Latvian Broker Arrested for Violating US Export Laws in Connection to Russian Aerospace Equipment Sales: Justice Department Indicts Third Individual in Johnson County Conspiracy

JOHNSON COUNTY, Kan. – A Latvian broker has been arrested for violating U.S. export laws in connection with a Johnson County company. The U.S. Department of Justice announced that a citizen of the Republic of Latvia is charged with crimes related to a year-long conspiracy to sell avionics equipment to Russian companies, in violation of U.S. export laws. This arrest is the result of a grand jury’s superseding indictment, which also implicates a Johnson County company and two U.S. nationals.

The superseding indictment states that Oleg Chistyakov, also known as Olegs Čitsjakovs, conspired with U.S. citizens Cyril Gregory Buyanovsky and Douglas Edward Robertson to facilitate the sale, repair, and shipment of U.S. avionics equipment to customers in Russia and other countries that operate Russian-built aircraft, including the Federal Security Service of Russia. Chistyakov was apprehended near Riga, Latvia and is currently detained as extradition proceedings take place. Buyanovsky had already pleaded guilty to conspiracy and money laundering charges in December 2023.

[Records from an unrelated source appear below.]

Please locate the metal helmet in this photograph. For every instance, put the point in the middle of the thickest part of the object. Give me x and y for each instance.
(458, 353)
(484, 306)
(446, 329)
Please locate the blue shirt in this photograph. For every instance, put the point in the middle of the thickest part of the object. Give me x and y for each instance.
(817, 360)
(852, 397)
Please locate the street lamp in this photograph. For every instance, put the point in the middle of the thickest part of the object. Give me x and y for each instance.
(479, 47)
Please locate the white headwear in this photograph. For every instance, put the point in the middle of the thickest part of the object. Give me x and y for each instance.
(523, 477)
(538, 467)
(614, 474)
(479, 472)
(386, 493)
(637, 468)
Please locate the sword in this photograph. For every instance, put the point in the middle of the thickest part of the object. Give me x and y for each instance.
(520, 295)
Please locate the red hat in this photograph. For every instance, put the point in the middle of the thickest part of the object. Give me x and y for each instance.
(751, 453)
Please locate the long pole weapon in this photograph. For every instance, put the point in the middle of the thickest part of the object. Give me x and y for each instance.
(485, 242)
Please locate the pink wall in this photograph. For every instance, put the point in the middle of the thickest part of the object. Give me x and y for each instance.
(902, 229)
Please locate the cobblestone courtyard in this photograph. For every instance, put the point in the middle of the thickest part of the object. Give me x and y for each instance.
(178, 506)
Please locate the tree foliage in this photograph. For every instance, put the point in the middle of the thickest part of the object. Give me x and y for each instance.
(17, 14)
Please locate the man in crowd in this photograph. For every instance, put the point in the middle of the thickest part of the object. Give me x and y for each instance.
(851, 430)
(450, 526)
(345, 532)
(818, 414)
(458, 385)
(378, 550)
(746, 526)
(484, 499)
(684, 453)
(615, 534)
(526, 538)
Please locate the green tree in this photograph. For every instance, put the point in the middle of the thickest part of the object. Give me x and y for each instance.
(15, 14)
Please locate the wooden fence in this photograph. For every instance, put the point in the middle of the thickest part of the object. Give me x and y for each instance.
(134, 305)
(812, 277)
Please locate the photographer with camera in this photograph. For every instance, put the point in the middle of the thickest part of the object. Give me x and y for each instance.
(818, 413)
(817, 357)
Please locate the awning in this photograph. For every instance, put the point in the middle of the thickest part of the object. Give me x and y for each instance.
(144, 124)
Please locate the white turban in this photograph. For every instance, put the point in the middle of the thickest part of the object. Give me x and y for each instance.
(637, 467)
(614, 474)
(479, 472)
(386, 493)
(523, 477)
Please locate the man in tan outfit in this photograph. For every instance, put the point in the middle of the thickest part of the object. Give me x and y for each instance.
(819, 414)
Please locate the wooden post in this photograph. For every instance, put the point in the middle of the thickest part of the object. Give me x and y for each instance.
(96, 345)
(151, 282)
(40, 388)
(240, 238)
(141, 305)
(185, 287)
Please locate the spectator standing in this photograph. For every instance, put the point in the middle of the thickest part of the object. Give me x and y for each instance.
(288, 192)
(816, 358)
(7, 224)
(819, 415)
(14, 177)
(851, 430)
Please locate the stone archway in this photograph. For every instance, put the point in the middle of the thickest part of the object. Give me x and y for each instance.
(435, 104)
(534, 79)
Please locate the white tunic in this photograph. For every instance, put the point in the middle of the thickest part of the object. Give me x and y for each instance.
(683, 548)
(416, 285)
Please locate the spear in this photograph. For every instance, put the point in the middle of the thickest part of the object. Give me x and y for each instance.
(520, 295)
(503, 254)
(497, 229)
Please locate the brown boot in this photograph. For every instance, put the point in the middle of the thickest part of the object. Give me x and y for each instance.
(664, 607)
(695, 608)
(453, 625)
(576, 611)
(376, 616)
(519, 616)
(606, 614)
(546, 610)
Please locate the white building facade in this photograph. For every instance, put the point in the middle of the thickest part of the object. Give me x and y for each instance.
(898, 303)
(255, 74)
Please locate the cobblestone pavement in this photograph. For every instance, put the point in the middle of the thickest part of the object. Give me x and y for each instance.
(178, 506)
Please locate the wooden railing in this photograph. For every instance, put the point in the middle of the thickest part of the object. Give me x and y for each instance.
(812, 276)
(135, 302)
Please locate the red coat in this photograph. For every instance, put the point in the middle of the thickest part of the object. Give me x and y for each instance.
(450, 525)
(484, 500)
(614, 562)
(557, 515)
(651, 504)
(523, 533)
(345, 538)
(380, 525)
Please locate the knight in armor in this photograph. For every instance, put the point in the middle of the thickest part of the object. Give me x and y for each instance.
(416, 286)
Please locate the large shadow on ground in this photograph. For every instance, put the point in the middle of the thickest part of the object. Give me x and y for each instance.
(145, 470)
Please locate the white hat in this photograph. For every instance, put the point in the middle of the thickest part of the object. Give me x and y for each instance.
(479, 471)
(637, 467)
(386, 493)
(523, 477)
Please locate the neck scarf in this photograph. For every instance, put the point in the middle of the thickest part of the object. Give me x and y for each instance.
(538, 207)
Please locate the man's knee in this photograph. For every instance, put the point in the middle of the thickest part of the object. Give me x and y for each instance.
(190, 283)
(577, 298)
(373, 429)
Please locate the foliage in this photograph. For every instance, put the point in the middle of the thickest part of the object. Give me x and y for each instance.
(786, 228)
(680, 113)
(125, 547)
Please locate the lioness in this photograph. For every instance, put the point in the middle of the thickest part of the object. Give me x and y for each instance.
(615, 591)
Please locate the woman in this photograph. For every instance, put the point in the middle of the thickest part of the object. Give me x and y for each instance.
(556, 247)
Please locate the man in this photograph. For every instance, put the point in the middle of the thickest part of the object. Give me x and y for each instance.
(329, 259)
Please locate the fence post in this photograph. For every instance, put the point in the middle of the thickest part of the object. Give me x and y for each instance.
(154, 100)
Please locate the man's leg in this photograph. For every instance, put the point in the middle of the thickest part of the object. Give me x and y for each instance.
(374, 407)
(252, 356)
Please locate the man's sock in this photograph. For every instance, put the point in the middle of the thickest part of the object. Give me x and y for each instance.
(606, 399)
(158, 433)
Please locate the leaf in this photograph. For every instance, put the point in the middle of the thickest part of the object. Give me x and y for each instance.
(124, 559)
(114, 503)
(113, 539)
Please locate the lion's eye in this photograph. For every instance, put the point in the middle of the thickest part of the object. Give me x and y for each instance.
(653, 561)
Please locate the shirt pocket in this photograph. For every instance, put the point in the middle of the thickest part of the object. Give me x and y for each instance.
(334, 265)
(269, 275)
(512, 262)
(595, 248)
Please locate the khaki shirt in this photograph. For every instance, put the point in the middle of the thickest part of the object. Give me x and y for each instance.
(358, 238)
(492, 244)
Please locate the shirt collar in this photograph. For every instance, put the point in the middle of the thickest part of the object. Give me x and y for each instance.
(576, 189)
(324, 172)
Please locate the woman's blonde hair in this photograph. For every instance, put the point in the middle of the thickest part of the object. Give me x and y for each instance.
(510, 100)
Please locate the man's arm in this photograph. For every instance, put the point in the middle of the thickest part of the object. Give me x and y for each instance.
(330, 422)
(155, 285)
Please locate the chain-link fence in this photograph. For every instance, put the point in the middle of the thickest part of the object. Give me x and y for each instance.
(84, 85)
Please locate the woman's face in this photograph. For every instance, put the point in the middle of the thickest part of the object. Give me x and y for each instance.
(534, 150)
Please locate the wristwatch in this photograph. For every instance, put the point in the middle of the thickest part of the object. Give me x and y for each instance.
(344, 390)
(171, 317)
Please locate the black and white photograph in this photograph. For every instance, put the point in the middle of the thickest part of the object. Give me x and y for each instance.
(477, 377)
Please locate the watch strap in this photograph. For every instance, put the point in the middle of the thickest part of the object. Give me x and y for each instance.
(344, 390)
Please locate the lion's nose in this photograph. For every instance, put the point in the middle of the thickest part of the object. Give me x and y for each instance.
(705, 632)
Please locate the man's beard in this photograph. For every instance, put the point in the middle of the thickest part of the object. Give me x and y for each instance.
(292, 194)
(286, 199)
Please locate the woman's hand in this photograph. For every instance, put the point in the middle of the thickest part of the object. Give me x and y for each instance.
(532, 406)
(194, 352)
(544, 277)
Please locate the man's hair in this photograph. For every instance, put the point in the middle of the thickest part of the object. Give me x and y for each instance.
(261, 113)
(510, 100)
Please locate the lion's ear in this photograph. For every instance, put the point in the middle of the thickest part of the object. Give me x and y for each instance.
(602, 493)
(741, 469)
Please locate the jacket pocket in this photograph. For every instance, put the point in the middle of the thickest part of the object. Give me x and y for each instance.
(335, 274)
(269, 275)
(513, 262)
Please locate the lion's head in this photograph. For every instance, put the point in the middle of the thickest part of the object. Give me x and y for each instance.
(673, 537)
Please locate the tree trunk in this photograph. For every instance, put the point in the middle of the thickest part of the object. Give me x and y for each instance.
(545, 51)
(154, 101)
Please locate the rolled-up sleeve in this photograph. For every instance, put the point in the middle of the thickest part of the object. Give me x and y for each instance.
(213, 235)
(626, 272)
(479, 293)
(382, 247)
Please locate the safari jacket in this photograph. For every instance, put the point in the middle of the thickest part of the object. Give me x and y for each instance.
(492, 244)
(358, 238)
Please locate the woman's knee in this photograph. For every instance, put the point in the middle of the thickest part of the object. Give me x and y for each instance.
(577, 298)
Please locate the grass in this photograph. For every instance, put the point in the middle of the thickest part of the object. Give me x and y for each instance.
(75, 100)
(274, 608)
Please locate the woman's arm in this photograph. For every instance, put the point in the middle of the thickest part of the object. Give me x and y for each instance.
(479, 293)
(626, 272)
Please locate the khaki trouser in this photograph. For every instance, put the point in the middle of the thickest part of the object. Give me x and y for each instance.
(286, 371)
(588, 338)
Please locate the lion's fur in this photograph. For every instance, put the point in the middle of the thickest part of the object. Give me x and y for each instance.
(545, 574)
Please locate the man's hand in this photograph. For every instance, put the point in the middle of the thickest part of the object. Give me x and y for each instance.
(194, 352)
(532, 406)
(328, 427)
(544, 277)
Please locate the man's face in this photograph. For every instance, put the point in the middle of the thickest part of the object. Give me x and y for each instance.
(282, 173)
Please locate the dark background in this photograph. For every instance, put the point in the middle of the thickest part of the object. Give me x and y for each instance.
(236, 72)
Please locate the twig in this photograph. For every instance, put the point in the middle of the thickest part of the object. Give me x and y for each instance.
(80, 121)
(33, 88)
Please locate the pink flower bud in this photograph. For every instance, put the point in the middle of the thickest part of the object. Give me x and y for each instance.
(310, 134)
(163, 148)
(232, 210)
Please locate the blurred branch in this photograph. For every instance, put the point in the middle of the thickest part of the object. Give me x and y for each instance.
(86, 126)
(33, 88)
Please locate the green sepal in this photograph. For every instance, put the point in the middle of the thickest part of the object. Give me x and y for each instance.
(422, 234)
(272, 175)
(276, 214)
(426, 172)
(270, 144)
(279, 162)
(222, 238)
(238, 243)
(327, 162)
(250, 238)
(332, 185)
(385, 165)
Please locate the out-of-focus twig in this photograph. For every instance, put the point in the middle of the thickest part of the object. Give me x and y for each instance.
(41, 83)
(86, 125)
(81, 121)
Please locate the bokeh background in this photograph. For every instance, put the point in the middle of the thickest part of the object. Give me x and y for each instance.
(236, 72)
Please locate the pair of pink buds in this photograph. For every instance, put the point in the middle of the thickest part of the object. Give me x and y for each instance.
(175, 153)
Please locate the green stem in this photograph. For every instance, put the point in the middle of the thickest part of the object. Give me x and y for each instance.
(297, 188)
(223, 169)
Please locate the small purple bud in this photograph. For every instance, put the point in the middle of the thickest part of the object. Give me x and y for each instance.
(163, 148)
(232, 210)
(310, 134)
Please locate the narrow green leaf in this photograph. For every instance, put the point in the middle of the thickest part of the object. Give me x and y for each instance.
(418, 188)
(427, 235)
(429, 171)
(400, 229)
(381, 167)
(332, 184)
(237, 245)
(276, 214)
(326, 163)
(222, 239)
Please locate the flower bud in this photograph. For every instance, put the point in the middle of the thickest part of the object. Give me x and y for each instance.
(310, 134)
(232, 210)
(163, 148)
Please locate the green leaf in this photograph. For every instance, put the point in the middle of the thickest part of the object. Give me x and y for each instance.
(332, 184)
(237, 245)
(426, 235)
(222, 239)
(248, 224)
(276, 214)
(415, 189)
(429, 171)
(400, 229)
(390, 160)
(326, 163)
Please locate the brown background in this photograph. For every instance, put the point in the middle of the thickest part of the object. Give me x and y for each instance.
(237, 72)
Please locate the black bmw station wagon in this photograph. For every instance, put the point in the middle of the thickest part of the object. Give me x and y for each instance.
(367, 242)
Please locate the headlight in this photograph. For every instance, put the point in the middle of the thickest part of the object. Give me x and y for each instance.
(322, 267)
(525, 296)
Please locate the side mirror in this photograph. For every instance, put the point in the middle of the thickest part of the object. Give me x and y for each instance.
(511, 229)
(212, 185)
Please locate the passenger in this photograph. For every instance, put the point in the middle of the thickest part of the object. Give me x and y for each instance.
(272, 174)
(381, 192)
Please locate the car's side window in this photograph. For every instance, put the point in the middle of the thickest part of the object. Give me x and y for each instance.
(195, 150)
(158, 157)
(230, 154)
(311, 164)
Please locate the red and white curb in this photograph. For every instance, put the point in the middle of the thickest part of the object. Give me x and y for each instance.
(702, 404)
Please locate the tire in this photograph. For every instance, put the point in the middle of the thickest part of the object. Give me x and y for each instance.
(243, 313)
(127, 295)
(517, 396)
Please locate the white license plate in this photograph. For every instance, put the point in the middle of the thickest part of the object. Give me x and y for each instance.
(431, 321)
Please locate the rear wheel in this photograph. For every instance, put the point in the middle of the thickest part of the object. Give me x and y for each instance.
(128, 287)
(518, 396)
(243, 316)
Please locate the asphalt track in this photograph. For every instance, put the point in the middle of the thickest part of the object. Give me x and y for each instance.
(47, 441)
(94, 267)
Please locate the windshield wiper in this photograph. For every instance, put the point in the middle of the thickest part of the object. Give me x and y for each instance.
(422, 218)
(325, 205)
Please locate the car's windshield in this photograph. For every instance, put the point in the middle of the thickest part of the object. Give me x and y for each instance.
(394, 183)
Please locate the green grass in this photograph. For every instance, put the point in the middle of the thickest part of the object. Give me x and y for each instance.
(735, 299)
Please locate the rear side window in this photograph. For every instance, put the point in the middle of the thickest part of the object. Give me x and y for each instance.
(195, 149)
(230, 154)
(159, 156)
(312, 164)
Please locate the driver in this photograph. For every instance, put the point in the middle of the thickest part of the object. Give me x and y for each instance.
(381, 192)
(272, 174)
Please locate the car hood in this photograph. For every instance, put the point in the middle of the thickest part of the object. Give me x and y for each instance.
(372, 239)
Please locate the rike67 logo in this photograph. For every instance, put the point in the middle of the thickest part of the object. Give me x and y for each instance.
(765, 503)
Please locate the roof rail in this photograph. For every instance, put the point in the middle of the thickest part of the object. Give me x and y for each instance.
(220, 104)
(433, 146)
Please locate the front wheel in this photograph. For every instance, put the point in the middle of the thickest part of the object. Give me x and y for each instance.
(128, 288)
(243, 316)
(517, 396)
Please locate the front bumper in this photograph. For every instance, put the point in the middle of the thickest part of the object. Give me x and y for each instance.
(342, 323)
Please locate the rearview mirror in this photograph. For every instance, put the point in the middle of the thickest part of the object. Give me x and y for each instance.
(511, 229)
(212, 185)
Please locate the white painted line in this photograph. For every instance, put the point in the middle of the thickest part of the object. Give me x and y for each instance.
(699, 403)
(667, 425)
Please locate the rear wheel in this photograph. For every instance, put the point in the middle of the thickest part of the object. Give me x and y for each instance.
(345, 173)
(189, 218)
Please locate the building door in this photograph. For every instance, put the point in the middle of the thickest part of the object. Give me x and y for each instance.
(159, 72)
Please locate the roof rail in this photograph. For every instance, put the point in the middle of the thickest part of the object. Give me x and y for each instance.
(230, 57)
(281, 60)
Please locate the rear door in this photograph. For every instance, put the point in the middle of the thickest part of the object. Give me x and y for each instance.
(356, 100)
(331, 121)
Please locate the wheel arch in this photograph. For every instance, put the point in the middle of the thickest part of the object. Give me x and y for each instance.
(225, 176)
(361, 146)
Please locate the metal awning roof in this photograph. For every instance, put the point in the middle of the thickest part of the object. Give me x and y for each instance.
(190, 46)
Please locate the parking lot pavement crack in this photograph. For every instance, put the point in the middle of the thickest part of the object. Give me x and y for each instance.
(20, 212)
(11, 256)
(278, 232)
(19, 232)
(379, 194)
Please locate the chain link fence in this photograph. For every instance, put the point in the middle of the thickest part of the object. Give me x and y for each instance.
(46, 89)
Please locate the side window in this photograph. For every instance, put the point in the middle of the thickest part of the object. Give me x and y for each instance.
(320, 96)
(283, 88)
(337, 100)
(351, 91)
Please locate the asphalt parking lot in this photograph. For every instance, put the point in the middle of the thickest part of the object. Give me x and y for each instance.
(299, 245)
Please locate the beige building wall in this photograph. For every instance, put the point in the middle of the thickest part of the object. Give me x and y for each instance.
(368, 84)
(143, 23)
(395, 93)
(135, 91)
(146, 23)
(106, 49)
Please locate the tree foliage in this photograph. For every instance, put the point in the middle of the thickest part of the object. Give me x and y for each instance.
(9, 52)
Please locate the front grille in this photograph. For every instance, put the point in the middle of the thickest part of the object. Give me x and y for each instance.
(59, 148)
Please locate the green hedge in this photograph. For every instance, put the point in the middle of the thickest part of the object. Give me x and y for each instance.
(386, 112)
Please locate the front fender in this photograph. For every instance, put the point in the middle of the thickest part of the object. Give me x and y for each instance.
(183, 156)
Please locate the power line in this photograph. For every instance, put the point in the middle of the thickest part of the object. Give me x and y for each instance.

Assistant Attorney General Matthew G. Olsen of the Justice Department’s National Security Division stated, “Mr. Chistyakov facilitated illicit transactions to funnel sophisticated U.S. aerospace technology to companies in Russia.” He added that this arrest is part of the Justice Department’s commitment to holding those accountable who enable Russian aggression.

U.S. Attorney Kate E. Brubacher for the District of Kansas emphasized that the Justice Department upholds and prosecutes those who break U.S. laws, regardless of their location. She praised the international cooperative effort that led to Chistyakov’s arrest, expressing the challenges faced by those accused of committing crimes against the U.S. in finding safe havens beyond the reach of the judicial system.

The FBI’s Executive Assistant Director Larissa Knapp of the National Security Branch affirmed their determination to pursue anyone aiding Russia in its unjust behavior or violating export control laws. Knapp called the indictment a reminder that sensitive avionics equipment and technology transfers to hostile nations will not be tolerated.

Assistant Secretary of Commerce Matthew S. Axelrod for Export Enforcement underscored the commitment to work closely with law enforcement partners worldwide to pursue individuals who seek to support the Russian military by sending military-grade aerospace equipment.

According to court documents, Chistyakov and his co-conspirators continued smuggling and exporting avionics equipment to Russian companies without the required licenses from the U.S. Department of Commerce, even after U.S. economic countermeasures were imposed against Russia following its invasion of Ukraine in February 2022.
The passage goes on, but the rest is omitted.